Genome-wide association scans for secondary traits using case-control samples
- This statistical methodology paper examines the bias introduced when a case-control GWAS (designed for a primary disease \(D\)) is used to analyze a secondary quantitative trait (\(T\)).
- It demonstrates that naïve analysis (ignoring case-control ascertainment) leads to biased effect estimates for the marker-secondary trait association (\(G-T\)) specifically when both the marker \(G\) and the trait \(T\) are independently associated with the primary disease \(D\).
- The authors propose using Inverse-Probability-of-Sampling-Weighted (IPW) regression as the robust method, which provides unbiased estimates in all scenarios, though at the cost of reduced statistical power, recommending naïve analysis for markers not associated with the primary disease.
PubMed: 19365863
DOI: 10.1002/gepi.20424
Overview generated by: Gemini 2.5 Flash, 26/11/2025
Key Findings
This paper addresses a critical methodological issue in genetic epidemiology where researchers attempt to maximize the return on investment from an expensive case-control Genome-Wide Association Study (GWAS) by analyzing additional, or secondary, quantitative traits (e.g., body mass index, mammographic density) collected on the same subjects. The core finding is that a naïve analysis (ignoring the case-control ascertainment) can lead to biased estimates of the association between a genetic marker and the secondary trait, particularly when both the marker and the secondary trait are independently associated with the primary disease risk. The authors demonstrate that the use of Inverse-Probability-of-Sampling-Weighted (IPW) regression provides unbiased estimates of the marker-secondary trait association in all scenarios, although it may suffer from reduced statistical power compared to the biased naïve methods.

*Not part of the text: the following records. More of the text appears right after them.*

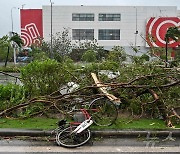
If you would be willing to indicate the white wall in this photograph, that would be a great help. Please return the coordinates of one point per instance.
(62, 17)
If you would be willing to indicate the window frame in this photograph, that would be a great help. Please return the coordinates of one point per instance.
(109, 17)
(109, 34)
(83, 16)
(82, 34)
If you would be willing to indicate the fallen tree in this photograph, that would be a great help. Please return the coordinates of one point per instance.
(146, 94)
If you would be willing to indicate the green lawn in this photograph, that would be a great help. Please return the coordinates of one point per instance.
(47, 123)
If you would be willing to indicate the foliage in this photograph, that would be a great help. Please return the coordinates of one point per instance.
(62, 45)
(45, 77)
(4, 43)
(14, 69)
(89, 56)
(173, 33)
(11, 95)
(117, 54)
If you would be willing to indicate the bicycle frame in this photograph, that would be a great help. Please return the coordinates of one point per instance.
(85, 124)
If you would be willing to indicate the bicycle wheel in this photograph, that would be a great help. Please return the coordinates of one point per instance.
(67, 138)
(103, 111)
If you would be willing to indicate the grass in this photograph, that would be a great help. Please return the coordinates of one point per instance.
(48, 123)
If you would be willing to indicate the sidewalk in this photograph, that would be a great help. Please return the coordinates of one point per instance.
(105, 133)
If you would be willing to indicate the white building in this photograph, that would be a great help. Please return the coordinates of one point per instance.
(110, 25)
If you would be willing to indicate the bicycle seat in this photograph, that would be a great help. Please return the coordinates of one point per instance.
(62, 122)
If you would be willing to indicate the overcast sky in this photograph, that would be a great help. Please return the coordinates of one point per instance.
(7, 5)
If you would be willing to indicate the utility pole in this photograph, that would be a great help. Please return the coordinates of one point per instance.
(12, 34)
(51, 31)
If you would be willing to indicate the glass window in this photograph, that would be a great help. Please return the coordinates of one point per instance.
(109, 17)
(109, 34)
(82, 17)
(82, 34)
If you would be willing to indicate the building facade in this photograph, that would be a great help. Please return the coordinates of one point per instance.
(124, 26)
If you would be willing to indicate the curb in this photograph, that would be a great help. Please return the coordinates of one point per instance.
(106, 133)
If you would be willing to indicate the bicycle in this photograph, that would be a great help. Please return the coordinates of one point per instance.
(101, 111)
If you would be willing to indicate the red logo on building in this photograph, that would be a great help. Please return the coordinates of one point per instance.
(31, 26)
(156, 29)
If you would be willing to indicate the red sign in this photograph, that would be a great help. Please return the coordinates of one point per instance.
(156, 29)
(31, 26)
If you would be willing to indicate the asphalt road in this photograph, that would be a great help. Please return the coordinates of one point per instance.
(97, 145)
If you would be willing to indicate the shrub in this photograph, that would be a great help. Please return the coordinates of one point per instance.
(89, 56)
(45, 77)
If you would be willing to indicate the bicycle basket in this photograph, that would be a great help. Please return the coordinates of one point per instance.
(79, 117)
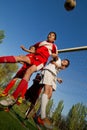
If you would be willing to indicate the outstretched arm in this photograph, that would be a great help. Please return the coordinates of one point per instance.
(59, 80)
(27, 50)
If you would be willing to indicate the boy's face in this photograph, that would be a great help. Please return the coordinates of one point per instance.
(51, 37)
(64, 63)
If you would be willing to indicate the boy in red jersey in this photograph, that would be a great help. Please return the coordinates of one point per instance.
(43, 50)
(19, 75)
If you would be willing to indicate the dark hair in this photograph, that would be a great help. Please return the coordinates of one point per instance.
(68, 62)
(54, 34)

Statistical Problem: Ascertainment Bias
Case-control studies are designed to test the association between a genetic marker and a primary binary disease (e.g., breast cancer). When using these same samples to study a quantitative trait (the secondary trait, e.g., mammographic density), the selection process (ascertainment) based on the disease status introduces a bias.
Naïve Analysis Scenarios
The study mathematically and via simulation tested the performance of two “naïve” approaches for testing the association between a marker (\(G\)) and a secondary trait (\(T\)) using case-control data, where \(D\) is the primary disease status:
- Ignoring \(D\): Regressing \(T\) on \(G\) in the combined sample, ignoring case-control status.
- Stratifying on \(D\): Regressing \(T\) on \(G\) separately within cases and controls, and then combining the results (e.g., via meta-analysis).
The paper shows that both naïve methods have:
- Proper Type I Error Rates (Unbiased Test): When testing the null hypothesis of no \(G-T\) association, the methods maintain the correct Type I error rate unless both \(G\) and \(T\) are independently associated with the primary disease \(D\).
- Unbiased Estimates (Under Alternative): Under the alternative hypothesis (i.e., a true \(G-T\) association exists), the estimated effect size is unbiased only if the secondary trait \(T\) is not associated with the primary disease \(D\).
Source of Bias
The bias in the naïve methods occurs when a significant confounding pathway exists: \(G \rightarrow D \leftarrow T\). Since the case-control study non-randomly samples based on \(D\), this selection distorts the observed association between \(G\) and \(T\).
Solution: Inverse-Probability-of-Sampling Weighting (IPW)
The authors propose using IPW regression to correct for the ascertainment bias. IPW uses weights in the regression calculation that are inversely proportional to the probability of an individual being sampled into the study.
- The weights are calculated based on the sampling fractions of cases and controls.
- Performance: IPW regression yielded unbiased estimates of the \(G-T\) association and maintained the proper Type I error rate in all scenarios considered, regardless of the association between \(G\), \(T\), and \(D\).
- Trade-off: IPW regression consistently demonstrated lower statistical power than the naïve analyses in situations where the naïve analyses were also unbiased.
Practical Recommendations
The study concludes with practical recommendations for GWAS analysis of secondary traits:
- General Markers: For the vast majority of markers tested in a GWAS (which are not associated with the primary disease \(D\)), the naïve analyses are valid tests of association and provide nearly unbiased estimates of the \(G-T\) association.
- Disease-Associated Markers: Care must be taken when both the marker (\(G\)) and the secondary trait (\(T\)) are associated with the primary disease (\(D\)). In this scenario, the naïve estimates will be biased, and IPW regression is the statistically valid method to obtain an unbiased estimate of the \(G-T\) effect.
- Illustration: The authors illustrate the potential for bias using an analysis of the relationship between a marker in the FGFR2 gene (a known breast cancer risk locus) and mammographic density in a breast cancer case-control sample.